Miało być tanie ciepło, a jest zanieczyszczona Wisła i policyjne dochodzenie. Dyrektor Radia Maryja o. Tadeusz Rydzyk (64 l.), robiąc pod Toruniem głębokie odwierty w poszukiwaniu źródeł geotermalnych, omal nie doprowadził do wielkiej katastrofy ekologicznej.

W trakcie poszukiwań ciepłych wód do Wisły trafiała trująca solanka z jego odwiertów. - Zostało naruszone prawo. Dlatego skierowaliśmy sprawę do policji w Toruniu - mówi "SE" Halina Czarnecka, dyrektor Regionalnego Zarządu Gospodarki Wodnej w Gdańsku. - Na szczęście wędkarze interweniowali, gdy tylko zauważyli, że solanka jest wpuszczana do Wisły niezgodnie z pozwoleniem - dodaje.

Ojciec Rydzyk w zeszłym roku zaczął wiercić pod Toruniem dziurę w ziemi. Szef Radia Maryja chce dowiercić się do pokładów gorącej wody.

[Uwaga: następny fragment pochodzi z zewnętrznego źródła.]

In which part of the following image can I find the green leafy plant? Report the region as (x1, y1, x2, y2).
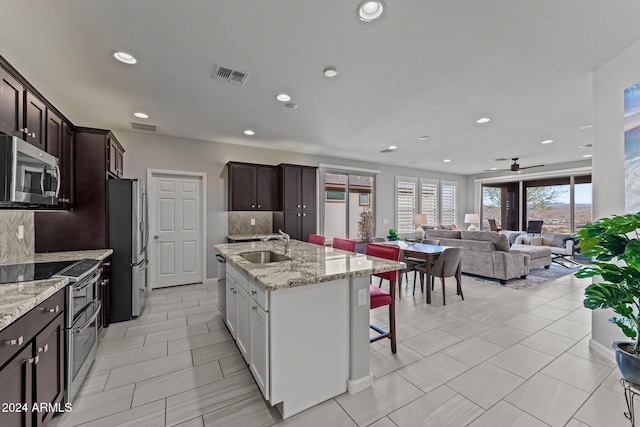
(576, 212, 640, 354)
(386, 228, 399, 241)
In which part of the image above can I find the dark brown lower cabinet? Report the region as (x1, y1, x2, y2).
(0, 290, 65, 427)
(33, 315, 64, 427)
(0, 345, 33, 427)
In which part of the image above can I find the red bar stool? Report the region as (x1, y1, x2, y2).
(332, 237, 357, 252)
(308, 234, 326, 245)
(366, 243, 401, 353)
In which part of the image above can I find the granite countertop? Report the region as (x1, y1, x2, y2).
(214, 240, 405, 291)
(0, 249, 113, 332)
(226, 234, 273, 241)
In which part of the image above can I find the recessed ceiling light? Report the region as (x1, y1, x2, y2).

Tyle że przy wierceniach na powierzchnię wydobywa się solanka, która zatruwa królową polskich rzek. Zgodnie z pozwoleniem można solankę wpuszczać do Wisły, ale tylko w określonych ilościach po uprzednim poinformowaniu o tym Zarządu Gospodarki Wodnej. Zanim słona woda spłynie do rzeki, powinna trafić do specjalnego zbiornika. Tam wszystkie substancje trujące osadzają się na dnie basenu, a do Wisły powinna już wpływać oczyszczona woda. - No a oni wpuszczali solankę bezpośrednio do rzeki... - mówi Mirosław Purzycki (70 l.), prezes Polskiego Związku Wędkarskiego w Toruniu.

Po interwencji wędkarzy na teren odwiertów o. Rydzyka weszli inspektorzy z Gdańska. - W tej sprawie wydział dochodzeniowy wszczął już postępowanie sprawdzające - poinformowała "SE" nadkomisarz Wioletta Dąbrowska, rzecznik prasowy toruńskiej policji.